This is a minimalistic demonstration to transform the [minimum convex cost problem to find the most likely payment flow on the Lightning network](https://arxiv.org/abs/2107.05322) to a linearized problem that can be solved in sub second time on the current channel graph with the help of a [linear min cost flow solver](https://developers.google.com/optimization/reference/graph/min_cost_flow). 

## Idea
Using the ideas of [probabilistic payment delivery](https://arxiv.org/abs/2103.08576) (sometimes known as probabilistic path finding) which has been already [implemented](https://github.com/ElementsProject/lightning/pull/4771) and [tested by c-lightning](https://medium.com/blockstream/c-lightning-v0-10-2-bitcoin-dust-consensus-rule-33e777d58657) as well as [implemented by LDK](https://github.com/lightningdevkit/rust-lightning/pull/1227) (aka rust lightning) we know that the cost function to assign to assign the amount $a$ to a channel of capacity $c$ to use when selecting channels should be 

$f_c(a) = -\log\left(\frac{c+1-a}{c+1}\right)$ 

The linear approximation of this cost function can be found by looking at the first term of the Taylor Series which turns out to be: 

$l_c(a) = \frac{a}{c}$

The linearized term is easy to compute and interprete: The cost is 0 if not used and 1 if fully saturated and otherwise just proportional to the fraction of saturation. However just using the linearized version yields two problems: 

1. the unit cost $\frac{1}{c}$ is a float and not an integer (**making it hard for many mcf solving algorithms**!)
2. The linear nature of the problem (like the linear feerate) tends to fully saturate cheap paths which from a reliablity perspective is a very poor choice as fully saturated channels have the lowest probability to be successfull.

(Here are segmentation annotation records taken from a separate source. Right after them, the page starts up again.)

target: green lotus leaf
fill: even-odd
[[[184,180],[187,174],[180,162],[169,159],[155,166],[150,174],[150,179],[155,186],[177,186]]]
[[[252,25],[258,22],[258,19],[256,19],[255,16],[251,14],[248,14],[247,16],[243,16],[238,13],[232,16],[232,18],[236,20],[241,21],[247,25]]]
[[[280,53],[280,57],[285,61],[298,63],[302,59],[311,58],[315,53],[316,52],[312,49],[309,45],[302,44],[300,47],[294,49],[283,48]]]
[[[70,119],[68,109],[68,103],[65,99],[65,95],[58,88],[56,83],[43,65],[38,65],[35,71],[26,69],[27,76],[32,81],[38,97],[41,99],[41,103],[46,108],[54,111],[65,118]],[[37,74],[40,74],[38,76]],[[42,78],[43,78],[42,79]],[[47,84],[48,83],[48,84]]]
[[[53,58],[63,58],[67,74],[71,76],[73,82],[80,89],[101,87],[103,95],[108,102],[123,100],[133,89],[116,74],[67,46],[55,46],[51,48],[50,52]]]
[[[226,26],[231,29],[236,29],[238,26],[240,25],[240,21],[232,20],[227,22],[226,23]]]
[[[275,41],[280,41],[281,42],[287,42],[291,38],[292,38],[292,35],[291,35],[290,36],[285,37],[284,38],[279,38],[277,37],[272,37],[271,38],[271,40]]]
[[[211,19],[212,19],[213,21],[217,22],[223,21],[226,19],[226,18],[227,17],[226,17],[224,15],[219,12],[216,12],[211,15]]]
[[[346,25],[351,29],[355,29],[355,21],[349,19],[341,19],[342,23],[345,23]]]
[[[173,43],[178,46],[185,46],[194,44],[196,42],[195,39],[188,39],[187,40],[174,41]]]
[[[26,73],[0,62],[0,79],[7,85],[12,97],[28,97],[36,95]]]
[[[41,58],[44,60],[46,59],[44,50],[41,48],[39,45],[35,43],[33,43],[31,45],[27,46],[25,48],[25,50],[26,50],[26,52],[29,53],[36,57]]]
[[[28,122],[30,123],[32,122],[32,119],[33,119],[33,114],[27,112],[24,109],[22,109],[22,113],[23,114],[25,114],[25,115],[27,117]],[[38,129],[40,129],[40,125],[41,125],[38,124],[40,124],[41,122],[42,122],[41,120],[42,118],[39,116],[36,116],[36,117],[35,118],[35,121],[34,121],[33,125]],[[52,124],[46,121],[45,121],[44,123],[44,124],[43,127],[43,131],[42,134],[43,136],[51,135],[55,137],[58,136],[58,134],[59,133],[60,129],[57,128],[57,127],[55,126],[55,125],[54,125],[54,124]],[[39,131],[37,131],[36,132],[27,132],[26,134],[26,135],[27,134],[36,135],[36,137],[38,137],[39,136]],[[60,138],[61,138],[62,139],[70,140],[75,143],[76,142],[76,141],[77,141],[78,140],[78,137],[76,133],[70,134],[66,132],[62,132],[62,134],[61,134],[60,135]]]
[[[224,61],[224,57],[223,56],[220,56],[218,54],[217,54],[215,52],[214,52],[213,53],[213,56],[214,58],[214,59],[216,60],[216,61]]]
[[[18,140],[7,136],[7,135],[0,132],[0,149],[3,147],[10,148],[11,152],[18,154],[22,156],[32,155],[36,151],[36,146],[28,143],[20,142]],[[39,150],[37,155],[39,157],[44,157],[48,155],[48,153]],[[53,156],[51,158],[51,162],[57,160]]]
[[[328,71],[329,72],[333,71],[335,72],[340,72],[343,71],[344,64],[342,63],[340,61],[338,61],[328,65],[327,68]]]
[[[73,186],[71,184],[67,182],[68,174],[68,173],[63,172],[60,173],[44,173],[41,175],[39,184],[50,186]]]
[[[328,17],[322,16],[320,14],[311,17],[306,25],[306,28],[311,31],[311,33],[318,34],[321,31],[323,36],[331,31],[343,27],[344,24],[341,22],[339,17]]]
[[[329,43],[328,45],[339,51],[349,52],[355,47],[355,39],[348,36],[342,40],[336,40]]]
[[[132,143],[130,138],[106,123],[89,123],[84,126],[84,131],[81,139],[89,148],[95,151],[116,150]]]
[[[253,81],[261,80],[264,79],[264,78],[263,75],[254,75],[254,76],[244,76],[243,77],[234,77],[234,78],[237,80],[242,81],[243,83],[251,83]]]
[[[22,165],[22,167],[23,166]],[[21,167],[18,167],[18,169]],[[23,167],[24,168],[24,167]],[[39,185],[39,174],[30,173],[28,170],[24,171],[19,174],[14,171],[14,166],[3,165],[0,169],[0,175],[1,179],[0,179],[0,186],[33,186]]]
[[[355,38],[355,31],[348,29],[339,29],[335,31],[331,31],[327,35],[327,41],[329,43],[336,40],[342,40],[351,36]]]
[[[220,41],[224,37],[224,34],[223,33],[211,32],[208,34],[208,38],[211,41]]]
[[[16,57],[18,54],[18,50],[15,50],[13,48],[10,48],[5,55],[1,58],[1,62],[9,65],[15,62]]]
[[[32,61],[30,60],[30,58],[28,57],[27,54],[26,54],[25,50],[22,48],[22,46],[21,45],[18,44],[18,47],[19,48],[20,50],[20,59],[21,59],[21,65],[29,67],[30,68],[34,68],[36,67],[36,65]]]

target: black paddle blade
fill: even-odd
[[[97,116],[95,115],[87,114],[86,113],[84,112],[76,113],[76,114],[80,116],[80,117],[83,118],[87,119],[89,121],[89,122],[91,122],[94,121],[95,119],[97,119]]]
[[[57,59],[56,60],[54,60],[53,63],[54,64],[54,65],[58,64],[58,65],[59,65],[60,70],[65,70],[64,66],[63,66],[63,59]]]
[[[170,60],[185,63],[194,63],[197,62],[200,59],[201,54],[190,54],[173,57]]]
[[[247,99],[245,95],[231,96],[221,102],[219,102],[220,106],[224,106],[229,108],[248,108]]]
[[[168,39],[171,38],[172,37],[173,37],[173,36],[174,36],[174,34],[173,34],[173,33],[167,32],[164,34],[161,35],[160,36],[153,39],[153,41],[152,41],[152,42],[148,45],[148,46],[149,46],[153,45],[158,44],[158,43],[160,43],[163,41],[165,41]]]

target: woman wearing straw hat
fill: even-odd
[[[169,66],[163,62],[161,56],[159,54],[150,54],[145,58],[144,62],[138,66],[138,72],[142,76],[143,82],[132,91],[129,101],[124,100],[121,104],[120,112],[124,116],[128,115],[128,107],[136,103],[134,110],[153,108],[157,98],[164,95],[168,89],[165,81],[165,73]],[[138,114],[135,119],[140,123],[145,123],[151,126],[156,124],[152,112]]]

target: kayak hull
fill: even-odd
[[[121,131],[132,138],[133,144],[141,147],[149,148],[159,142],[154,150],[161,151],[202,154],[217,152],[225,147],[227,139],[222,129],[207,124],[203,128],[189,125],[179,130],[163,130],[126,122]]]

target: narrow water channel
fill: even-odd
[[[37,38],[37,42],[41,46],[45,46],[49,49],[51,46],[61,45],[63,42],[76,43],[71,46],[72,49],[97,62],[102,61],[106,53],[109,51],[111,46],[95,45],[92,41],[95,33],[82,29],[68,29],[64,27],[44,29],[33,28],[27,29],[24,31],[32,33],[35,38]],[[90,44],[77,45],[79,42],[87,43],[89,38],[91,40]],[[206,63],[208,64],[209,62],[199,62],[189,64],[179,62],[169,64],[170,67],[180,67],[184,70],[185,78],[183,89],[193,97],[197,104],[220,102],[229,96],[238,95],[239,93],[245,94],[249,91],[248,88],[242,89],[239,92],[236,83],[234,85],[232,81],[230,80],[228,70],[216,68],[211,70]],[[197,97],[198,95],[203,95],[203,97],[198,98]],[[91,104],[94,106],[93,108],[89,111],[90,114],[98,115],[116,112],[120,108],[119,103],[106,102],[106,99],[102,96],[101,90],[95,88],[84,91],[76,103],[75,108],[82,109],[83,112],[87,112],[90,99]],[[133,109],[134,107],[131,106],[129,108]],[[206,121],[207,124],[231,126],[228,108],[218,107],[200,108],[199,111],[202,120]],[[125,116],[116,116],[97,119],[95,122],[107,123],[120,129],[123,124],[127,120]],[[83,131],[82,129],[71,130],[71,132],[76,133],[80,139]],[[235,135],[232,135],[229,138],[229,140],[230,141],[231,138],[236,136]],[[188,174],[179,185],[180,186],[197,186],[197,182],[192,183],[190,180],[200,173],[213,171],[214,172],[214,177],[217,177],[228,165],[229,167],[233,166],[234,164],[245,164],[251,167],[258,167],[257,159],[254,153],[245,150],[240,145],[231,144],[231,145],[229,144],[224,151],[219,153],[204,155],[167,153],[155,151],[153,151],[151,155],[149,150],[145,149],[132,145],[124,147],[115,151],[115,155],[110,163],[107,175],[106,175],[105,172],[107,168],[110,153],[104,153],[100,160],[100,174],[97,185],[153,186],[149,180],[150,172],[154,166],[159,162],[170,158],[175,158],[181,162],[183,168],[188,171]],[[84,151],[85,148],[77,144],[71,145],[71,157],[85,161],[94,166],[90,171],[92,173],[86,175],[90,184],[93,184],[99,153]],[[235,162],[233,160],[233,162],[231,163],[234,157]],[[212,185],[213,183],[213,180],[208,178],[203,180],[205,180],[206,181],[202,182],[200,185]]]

To mitigate the first problem with floating values as unit costs we multiply all unit costs with the maximum capacity of the network. So with $C_{max}$ as the max capacity. This will just be a linear scaling of the global cost function and thus not change the solution that minimizes the the cost. The function will look like: 

$L_c(a) = a\cdot\lfloor\frac{C_{max}}{c}\rfloor$


To mitigate the second problem instead of using the same cost function on the entire channel we split the channel in $N$ sements (in our case of equal size to proof a point about runtime. (From an approximation perspective one might want to use the optimal piecewise linear approximation which can also be found via: http://www.iaeng.org/publication/WCECS2008/WCECS2008_pp1191-1194.pdf). So when building the linear approximation of the **uncertainty network** instead of adding one channel with capacity $c$ for each channel we add $N$ channels each of capacity $\frac{c}{N}$. The unit cost of the i-th channel increases via the following formula: 

$L_{c,i}(a) = L_{c}(a)\cdot(i+1)$

### Motivation of this choice for the cost function on the piecewise linear segments
When using a linear min cost flow solver the unit cost can be seen as the derrivative of the cost function. with the formular $L_{c,i}(a) = L_{c}(a)\cdot(i+1)$ the unit cost is linearly increasing of every interval of the channel. This effectively behaves like piecewise approximation of a quadratic cost function. 

Of course in practise one would approximate the derrivative of the negative log probabilities at the positions where the intervals are being created and also not use intervals of equal size.

As this code is to demonstrate feasability of runtime (the linearized model of the **uncertainty network** on which we calculates has $N$ times as many edges as the convex problem) this very pragmatic and easy to implement choice will be good enough.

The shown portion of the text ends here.